Renault pone como objetivo luchar por el título en 2020
La marca francesa considera el año 2020 como año clave para estar peleando por el Campeonato Mundial de Fórmula 1. Por ahora, se encuentran muy convencidos con la progresión que han tenido como equipo. Afirman que en los próximos meses tendrán como resultado una escudería sólida en todo sentido. Renault hizo su reaparición en la máxima categoría al comprar a Lotus en diciembre de 2015. Cuando adquirieron las acciones, se encontraron con un sinfín de problemas económicos. Su principal objetivo para 2017 será el de renovar las instalaciones y contratar un nuevo personal para el proyecto que tienen de cara al futuro,según ha dicho Bob Bell.

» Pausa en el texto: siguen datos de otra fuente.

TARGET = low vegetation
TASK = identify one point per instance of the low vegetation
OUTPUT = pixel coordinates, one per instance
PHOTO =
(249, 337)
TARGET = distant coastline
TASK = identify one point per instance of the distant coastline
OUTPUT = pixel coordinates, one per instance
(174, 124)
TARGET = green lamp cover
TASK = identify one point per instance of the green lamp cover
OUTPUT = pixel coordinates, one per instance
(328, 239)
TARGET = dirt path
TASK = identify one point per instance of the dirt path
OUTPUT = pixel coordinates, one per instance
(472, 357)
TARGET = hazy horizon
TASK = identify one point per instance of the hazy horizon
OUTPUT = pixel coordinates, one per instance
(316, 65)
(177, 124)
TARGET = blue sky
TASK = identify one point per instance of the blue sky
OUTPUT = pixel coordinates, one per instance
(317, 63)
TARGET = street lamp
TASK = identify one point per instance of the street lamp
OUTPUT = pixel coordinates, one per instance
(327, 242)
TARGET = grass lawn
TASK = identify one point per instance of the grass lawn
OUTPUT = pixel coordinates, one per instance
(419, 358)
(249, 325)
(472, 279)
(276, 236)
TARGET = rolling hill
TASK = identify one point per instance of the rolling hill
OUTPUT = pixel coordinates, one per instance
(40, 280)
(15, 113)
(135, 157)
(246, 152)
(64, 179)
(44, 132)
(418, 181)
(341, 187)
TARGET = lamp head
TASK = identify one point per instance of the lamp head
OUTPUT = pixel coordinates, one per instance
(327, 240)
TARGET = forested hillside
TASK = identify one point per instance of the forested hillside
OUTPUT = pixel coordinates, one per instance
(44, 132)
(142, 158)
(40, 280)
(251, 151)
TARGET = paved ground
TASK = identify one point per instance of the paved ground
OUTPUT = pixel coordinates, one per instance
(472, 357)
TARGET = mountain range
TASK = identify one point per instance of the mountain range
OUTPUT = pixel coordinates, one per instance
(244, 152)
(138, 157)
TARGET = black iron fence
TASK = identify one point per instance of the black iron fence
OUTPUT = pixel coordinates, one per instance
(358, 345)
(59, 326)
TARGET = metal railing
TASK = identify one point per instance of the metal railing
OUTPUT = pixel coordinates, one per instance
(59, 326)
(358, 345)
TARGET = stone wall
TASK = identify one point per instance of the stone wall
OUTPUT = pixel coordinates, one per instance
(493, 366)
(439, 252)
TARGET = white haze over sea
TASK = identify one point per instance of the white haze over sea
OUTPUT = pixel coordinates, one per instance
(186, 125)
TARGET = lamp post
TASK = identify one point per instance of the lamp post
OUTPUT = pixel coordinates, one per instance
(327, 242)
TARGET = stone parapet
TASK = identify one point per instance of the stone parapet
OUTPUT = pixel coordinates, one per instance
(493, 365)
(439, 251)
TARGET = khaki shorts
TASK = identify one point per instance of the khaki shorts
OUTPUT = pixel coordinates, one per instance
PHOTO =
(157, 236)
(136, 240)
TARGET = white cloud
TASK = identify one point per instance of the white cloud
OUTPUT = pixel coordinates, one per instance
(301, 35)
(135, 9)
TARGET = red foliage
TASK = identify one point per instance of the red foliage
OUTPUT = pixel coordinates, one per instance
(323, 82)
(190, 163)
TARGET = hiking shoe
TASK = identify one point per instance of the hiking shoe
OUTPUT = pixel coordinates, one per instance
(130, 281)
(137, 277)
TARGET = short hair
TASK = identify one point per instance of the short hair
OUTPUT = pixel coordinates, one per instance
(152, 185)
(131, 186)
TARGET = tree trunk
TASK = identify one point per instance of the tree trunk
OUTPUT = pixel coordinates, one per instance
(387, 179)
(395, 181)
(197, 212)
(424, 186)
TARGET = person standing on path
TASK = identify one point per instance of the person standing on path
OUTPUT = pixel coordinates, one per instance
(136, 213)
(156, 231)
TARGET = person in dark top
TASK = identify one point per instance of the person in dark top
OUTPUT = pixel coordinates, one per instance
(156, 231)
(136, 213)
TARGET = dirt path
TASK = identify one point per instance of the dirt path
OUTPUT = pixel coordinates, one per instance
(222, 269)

«Estamos ampliando la fábrica en algunas áreas muy específicas. Cuando empezamos a finales de 2015, éramos unas 470 personas. Ahora estamos en 580 o 590, aproximadamente. Cuando termine el primer cuatrimestre de 2017 seremos 620 o 630, y luego nos estabilizaremos”, afirma Bell a SoyMotor.com.
Bell considera que los resultados serán fundamentales, por lo cual una de las prioridades del equipo será buscar terminar quintos para la temporada 2017. Si los planes marchan bien, en 2018 el objetivo será el de subir al podio y a partir de 2019 buscar la victorias, para después conseguir el título en 2020.
«Nuestro objetivo para el año que viene es asentarnos en la media parrilla. Nuestra meta sería terminar quintos, en esa zona. Si lo hacemos, luego en 2018 deberíamos intentar subir al podio en alguna ocasión. Si lo conseguimos, nos pondremos en una posición en la que podremos luchar por el campeonato. Quizá no en 2019, pero sí en 2020, son objetivos realistas» ,agrega.
Esta reestructuración no es nada nueva para Bob Bell. En 2017 su función era la de director técnico cuando Daimler amplió su imperio, momento exacto donde Mercedes plantó la semilla que más adelante le daría la gloria en la máxima categoría.
«Es una situación muy similar, Mercedes compró Brawn a finales de 2009 y entonces reconstruyó el equipo. Es exactamente lo mismo con la compra de Renault a Lotus. Para mí, es como un ‘deja vu’, la mayor lección es la necesidad de tener un punto de paciencia. Y también el trabajo cooperativo. Necesitas paciencia para que esas dos organizaciones formen una y empiecen a rendir«, sentencia.